The creative prolific vein of Rossini was diminishing and began to re-perform at the Opéra old Operas (Maometto II that become "Le Siège de Corinthe" and "Moïse et Pharaon" adapted from Mosè in Egitto) and pastiches created from some of his works previous ("Ivanhoe") obtaining, especially with the first two, enthusiast success for the confluence of French tragédie with Italian melodrama.
In 1828, using part of the "Viaggio" and "Edoardo and Cristina", composed "Le Comte Ory", really new Opera comique, that gained a triumph at Opéra in Paris.
He refused some to gratifying offers from foreign countries and Italy deciding to stay in Paris where he signed a contract in which it was engaged to realize 5 Operas in ten years. The result was the "Guillaume Tell" that doesn't receive great success for the novelty of its style. But soon it had large consents and arrived in Italy (translated) as "Guglielmo Tell".
In 1831 He began to compose the "Stabat Mater" for the Archdeacon of Seville, but a large period of crisis made him ill. He met Olympe Pélissier, who took care of the composer, and felt in love for her. Then he legally divorced from Isabella Colbran and the "Stabat" (complet
ed by Tadolini) was performed conducted by Donizetti.
His health progressively got worse and he was only able to compose some pure musical divertissement ("Soirées musicales") in a continuous search of tranquillity.
In 1846 married Olympe Pélissier and spent some years in Italy between Bologna (where he was director of the Musical Grammar school and victim of some protest episodes) and Firenze living one of the saddest and painful period of his life (like demonstrates the
letter written to his friend Filippo Santocanale in February of '55), until deciding to leave definitively Italy to return to Paris in April of 1855.
The health of Rossini seemed getting better and composed some pieces for pianoforte and singing defined "Péchés de vieillesse" (among which the "Musique Anodyne" written for his wife).
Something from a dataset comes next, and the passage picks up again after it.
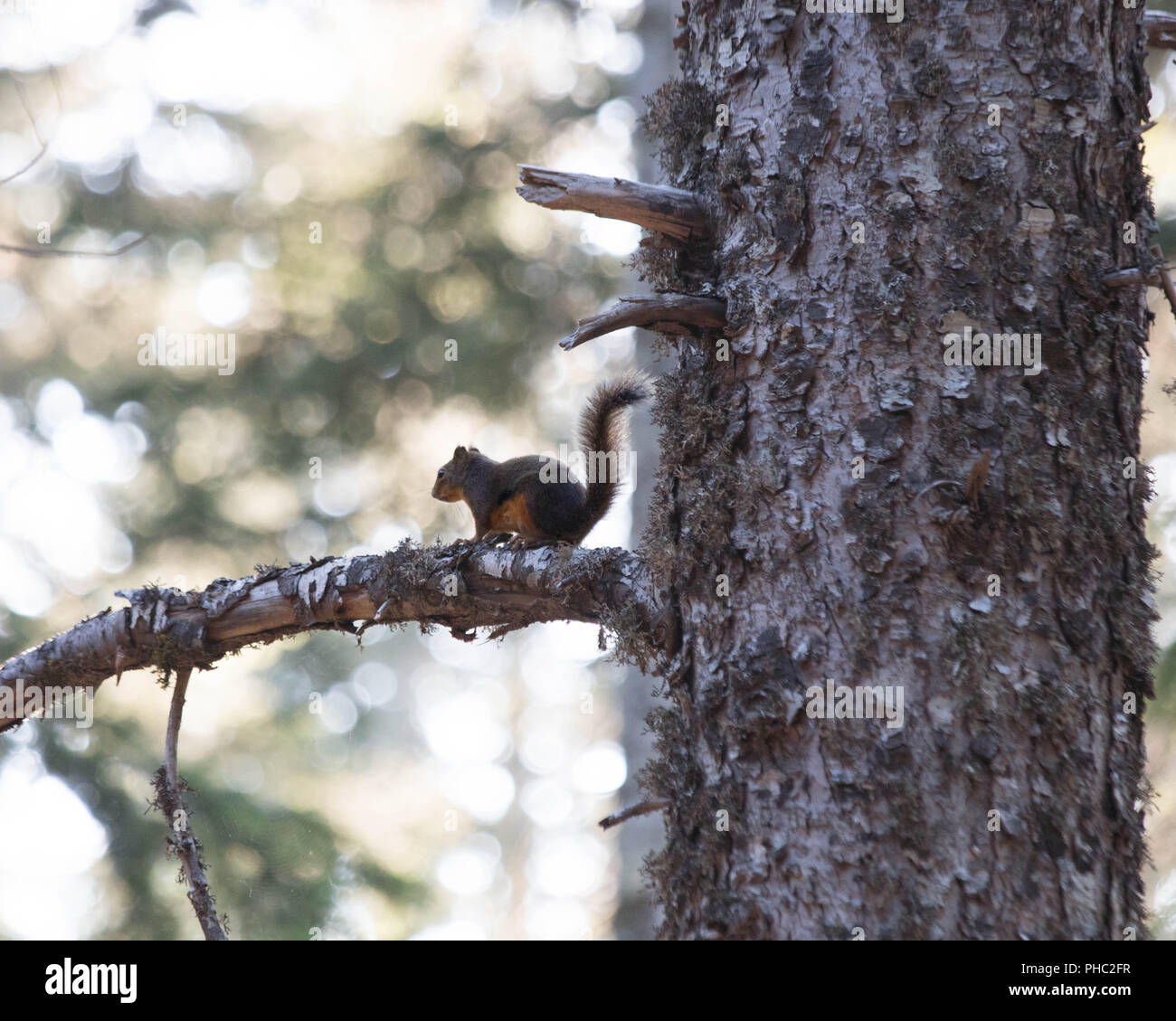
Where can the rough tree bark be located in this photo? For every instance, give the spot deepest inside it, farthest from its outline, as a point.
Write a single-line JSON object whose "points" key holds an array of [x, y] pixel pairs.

In 1860 he received the visit of Richard Wagner who played compliments for his "Guillaume".
In 1864 he composed the marvellous "Petite Messe Solennelle" that collected huge consents and large enthusiasms.
But in 1868 his health got worse drastically, having two operations.
On 13 November of 1868, at 11pm, Rossini died.
With a solemn funeral his body was buried in the cemetery of Père Lachaise beside Chopin and Bellini. At the death of Olympe Pélissier the Rossini's testament, that appoint the city of Pesaro as his heir, became executive.
In May of 1887 his body was brought to S.Croce in Firenze in a tomb beside those of large Italian artists like Michelangelo, Machiavelli, Foscolo, Alfieri, Galileo and Cherubini.